Wie Ingrid de Zwarte für den niederländischen Hungerwinter 1944/45 belegt, mussten diese Entwicklungen nicht immer nur negative Konsequenzen haben: In Holland begann eine konzertierte zivilgesellschaftliche Initiative zur Kinderversorgung, die in den letzten Kriegswirren nicht mehr vom alten Kollaborationsregime und noch nicht vom neuen, freien Staat geleistet werden konnte. Derartige Hilfe, die nicht notwendigerweise Widerstand bedeutete, war so selten nicht (in Polen etwa die Rada Główna Opiekuńcza sowie für die jüdischen Ghettoinsassen die Yidishe Sotsyale Aleynhilf), findet in diesem Sammelband aber keinen weiteren Niederschlag.

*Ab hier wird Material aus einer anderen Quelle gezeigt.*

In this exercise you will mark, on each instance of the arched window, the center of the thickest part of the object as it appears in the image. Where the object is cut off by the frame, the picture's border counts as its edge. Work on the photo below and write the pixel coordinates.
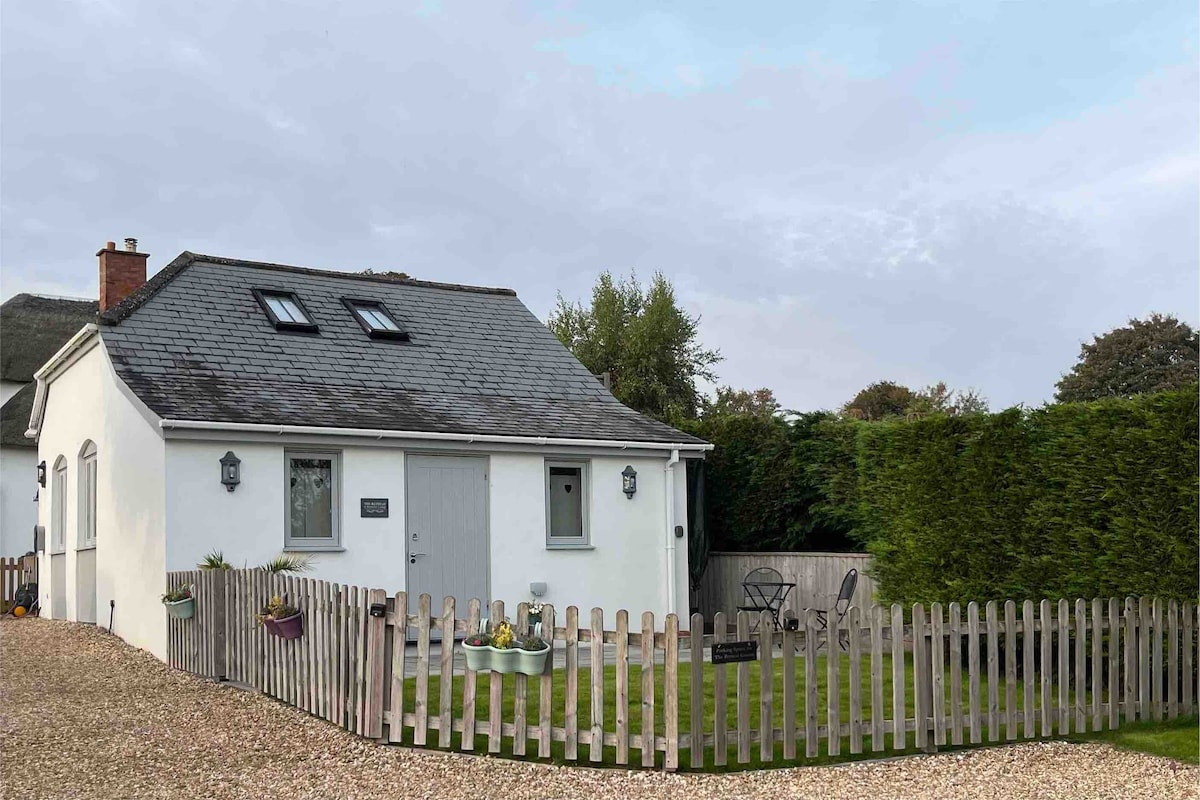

In jeder Hinsicht war das Kriegsende viel weniger Zäsur als bis heute weithin angenommen. Die angedeuteten sozialen Verwerfungen erfordern deshalb übergreifenden Untersuchungen, wie sie Martin Broszat mit dem von ihm mit herausgegebenen Band "Von Stalingrad zur Währungsreform" (1988) angestoßen hat. Diese wegweisende Studie fand allerdings zu wenig Nachahmer, und auch der vorliegende Band beschränkt sich auf die Kriegszeit selbst und deutet deren Folgen nur vereinzelt an. Allerdings ist das eine ganz wesentliche Funktion von Sammelwerken: Zwischenbefunde zu bündeln, neue Forschungsfragen zu stellen und weitergehende Perspektiven zu eröffnen. Das gelingt ganz hervorragend, selbst wenn in dieser Hinsicht eine Zusammenfassung oder Übersicht über die Beiträge hilfreich gewesen wäre und das europäische Panorama einmal mehr nur in Form von - ganz ausgezeichneten - Fallstudien gezeigt wird.